Distance makes the heart ponder

November 25, 2007|By DAN RODRICKS

The gathering after the funeral took place in a catering hall instead of a relative's home - because there was no longer a relative's home nearby - so, when the two hours were up and all the food had been served, three waitresses started quickly clearing tables and moving chairs. That was a signal for the rest of us to head for the doors and get on with our lives. There were quick farewells and hugs and kisses, then into the parking lot and into cars, and back to the errands and chores of a busy Saturday.

No long, easy chats to catch up with cousins. No coffee with anisette and a little biscotti.

Time to hit the road. Time to get to the airport.

See you next time someone dies.

It's a common scene from American life - baby boomers at middle age burying their mothers, fathers and aunts and uncles; relatives stationed all over the United States, gathering only on occasion and going to considerable trouble when they do. I've felt the Big Chill before but not like that - when everyone split after a beloved aunt's funeral and I sat alone in a rental car in an empty parking lot for a few minutes, wondering where my family had gone.

I have never sensed absence and loss as much as I did at that moment.

Thanksgiving has become a transcontinental storm of air and ground traffic; the highways and airports will be crammed with travelers again today. Why?

Because hundreds of thousands of families are scattered across the fruited plain - the great American diaspora - and getting with family for a holiday requires more travel, expense and trouble than ever. (And some people just fly to Vegas now and forget the whole thing.)

We've made choices for career and climate, for love and profit - and for the millions of Americans who still care about kin, that means a long ride home.

It means long lapses in seeing family - that quaint institution that is far more powerful a force than we care to admit. Americans, we like to tell ourselves, are a special breed. We thrive in our independence. We like to be out there. We like to think of ourselves as adventurous and pioneering. And we're busier than ever, with limited time to get home to see relatives, assuming home still exists and that all the relatives haven't moved to Sarasota or Phoenix.

Cue Carole King: "So far away, doesn't anybody stay in one place anymore?"

Our ancestors were immigrants, traveling thousands of miles from their homelands, leaving behind family and friends for the New World and its promise. They felt absence, they felt loss; they survived profound homesickness. Most of them managed to overcome fear and sadness and get on with their American lives.

Then there was a time of relative stability, when the new Americans moved and settled into city neighborhoods, helped create small towns and establish family farms. They anchored themselves - for a generation or two or three or four.
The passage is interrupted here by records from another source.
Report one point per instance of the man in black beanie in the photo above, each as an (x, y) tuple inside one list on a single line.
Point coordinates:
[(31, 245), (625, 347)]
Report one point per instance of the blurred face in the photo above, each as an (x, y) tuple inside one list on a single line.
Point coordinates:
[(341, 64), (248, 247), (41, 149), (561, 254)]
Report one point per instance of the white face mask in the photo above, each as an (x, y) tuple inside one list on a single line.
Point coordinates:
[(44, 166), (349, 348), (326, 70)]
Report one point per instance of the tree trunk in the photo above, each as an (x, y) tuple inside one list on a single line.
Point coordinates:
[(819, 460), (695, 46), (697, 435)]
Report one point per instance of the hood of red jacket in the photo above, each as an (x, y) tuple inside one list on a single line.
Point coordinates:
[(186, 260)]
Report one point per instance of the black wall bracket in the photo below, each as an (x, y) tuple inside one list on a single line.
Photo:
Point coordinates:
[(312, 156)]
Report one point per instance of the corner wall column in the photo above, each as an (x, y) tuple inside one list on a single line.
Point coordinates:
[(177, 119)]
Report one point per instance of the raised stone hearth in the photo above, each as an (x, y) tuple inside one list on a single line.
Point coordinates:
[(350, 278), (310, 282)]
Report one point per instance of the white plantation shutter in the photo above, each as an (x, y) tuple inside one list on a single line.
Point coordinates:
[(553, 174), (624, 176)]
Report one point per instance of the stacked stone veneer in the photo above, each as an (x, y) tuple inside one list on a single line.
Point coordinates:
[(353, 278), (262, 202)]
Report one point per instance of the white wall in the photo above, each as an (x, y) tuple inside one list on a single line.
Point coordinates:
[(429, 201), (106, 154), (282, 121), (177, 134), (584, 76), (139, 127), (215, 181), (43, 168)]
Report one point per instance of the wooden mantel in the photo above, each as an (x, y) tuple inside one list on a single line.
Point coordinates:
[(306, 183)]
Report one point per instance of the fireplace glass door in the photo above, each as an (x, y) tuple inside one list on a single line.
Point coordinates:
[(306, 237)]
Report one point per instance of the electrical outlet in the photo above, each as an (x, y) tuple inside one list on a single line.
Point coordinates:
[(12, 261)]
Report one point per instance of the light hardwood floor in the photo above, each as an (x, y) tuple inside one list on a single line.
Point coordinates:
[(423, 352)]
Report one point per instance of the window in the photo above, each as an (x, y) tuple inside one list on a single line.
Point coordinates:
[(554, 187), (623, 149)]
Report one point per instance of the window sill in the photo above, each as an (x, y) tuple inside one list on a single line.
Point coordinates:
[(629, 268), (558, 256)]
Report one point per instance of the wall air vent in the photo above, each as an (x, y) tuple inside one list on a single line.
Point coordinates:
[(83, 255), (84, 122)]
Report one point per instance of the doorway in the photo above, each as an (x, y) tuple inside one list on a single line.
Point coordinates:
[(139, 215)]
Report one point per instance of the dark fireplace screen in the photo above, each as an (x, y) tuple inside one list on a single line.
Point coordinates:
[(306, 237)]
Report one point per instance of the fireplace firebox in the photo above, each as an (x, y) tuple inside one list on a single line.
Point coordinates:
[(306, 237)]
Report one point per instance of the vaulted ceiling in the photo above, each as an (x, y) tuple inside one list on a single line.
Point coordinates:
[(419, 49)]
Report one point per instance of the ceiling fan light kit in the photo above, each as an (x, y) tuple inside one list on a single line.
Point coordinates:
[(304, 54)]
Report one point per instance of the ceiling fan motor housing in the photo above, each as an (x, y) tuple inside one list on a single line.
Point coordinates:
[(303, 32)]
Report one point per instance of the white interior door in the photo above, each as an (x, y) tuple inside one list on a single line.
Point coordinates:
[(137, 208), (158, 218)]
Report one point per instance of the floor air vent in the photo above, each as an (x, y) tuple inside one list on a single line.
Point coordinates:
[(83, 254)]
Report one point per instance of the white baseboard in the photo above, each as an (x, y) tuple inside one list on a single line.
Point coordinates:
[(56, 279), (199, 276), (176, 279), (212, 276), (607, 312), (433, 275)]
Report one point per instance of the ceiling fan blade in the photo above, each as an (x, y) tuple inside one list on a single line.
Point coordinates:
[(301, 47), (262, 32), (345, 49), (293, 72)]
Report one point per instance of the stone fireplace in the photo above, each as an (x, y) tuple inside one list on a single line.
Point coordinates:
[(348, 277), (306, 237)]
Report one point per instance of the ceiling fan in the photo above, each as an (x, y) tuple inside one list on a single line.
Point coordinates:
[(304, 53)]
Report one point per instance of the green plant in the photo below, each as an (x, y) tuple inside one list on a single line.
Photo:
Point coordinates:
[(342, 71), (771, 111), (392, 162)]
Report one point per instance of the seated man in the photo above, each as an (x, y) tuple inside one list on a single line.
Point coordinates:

Then came the next big wave of movement, within the continent, from the Northeast to the Sunbelt, from East to West, from North to South. Americans moved for opportunity and better weather. We became an increasingly mobile society, a generation of college-educated, professional migrants and transplants, constantly scouring the horizons for the next good thing.

This is America, land of opportunity, and the best opportunity hardly ever seems to be down the street from your childhood home. I have cousins in New York and London, Chicago and Charlotte, Reno and Dallas to prove it.

I have often found myself quietly envying men and women who grew up in Baltimore, still live here and have plenty of family nearby. I gather, however, that they don't always think it's such a great thing; they seem a little self-conscious about having never moved away, not even for college. Some might feel they sold themselves short by never making a move to a bigger city, a bigger career, a larger life.

But they know, as we all do, that you can't have everything. Everything involves trade-offs.

Stay in one place - work the same stable job, if you can, year after year or run the family business - and you might become bored and miss a great challenge elsewhere, and live with regret. On the other hand, your family is always a short drive away. The clock ticks, and aunts and uncles die, but cousins and brothers and sisters and nephews and nieces surround you, and you can see them easily, if you want. Even if you don't appreciate it, they're just a few miles away and they fill a psychic space; they're there if you need them.

Move away for what seems a great job or for a perfect climate, and you won't have the company of a favorite uncle or old friend for long periods of time. Your cousins might scatter as well, and the family becomes a series of pins on the national map. The Big Chill sets in and it can get pretty cold out there, in the rental car in the empty parking lot.